Introdução
Ser vítima de fraude via Pix é uma experiência angustiante: em poucos segundos, valores relevantes somem da conta, o aplicativo exibe transferências que você não reconhece e, muitas vezes, o atendimento bancário inicial é padronizado e pouco resolutivo.
Para além da tensão emocional, há impactos patrimoniais reais: prejuízo financeiro, risco de desorganização da vida pessoal e profissional, quebra de confiança na instituição financeira. Neste artigo, explico, de forma objetiva e sofisticada, quais providências devem ser tomadas nas primeiras horas e em que momentos a atuação de um advogado se torna essencial para responsabilizar o banco e buscar o ressarcimento.

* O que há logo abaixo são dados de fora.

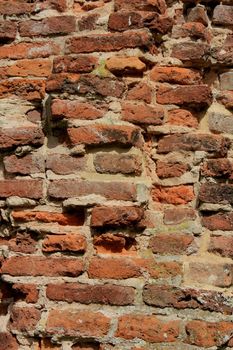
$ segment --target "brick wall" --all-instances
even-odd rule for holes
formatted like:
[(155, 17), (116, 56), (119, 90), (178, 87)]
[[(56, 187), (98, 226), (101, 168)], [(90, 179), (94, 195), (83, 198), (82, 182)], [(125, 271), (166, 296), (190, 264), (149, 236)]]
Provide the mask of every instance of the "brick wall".
[(0, 15), (0, 350), (233, 347), (232, 0)]

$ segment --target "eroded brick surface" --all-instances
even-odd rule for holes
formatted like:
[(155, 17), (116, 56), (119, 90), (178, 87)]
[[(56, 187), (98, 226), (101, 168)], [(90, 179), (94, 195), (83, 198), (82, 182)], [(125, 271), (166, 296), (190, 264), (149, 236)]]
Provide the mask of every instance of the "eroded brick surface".
[(0, 1), (0, 350), (233, 347), (232, 15)]

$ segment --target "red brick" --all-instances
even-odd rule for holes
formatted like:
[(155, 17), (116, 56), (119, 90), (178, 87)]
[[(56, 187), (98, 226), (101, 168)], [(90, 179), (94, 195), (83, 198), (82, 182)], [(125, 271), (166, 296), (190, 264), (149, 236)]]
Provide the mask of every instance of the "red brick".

O que é, na prática, uma fraude via Pix?
Fraude via Pix é qualquer situação em que o valor sai da conta do cliente sem consentimento válido ou por meio de ardil, engano ou falha de segurança, seja do sistema bancário, seja de terceiros.
Alguns cenários comuns:
- Golpes via WhatsApp ou ligação em que o fraudador se passa por familiar, gestor ou fornecedor e induz a vítima a transferir valores.
- Invasão de conta bancária, seja por vazamento de dados, seja por falha de segurança ou por engenharia social sofisticada.
- Links falsos, páginas de “suporte” ou aplicativos maliciosos que capturam senhas e códigos de autenticação.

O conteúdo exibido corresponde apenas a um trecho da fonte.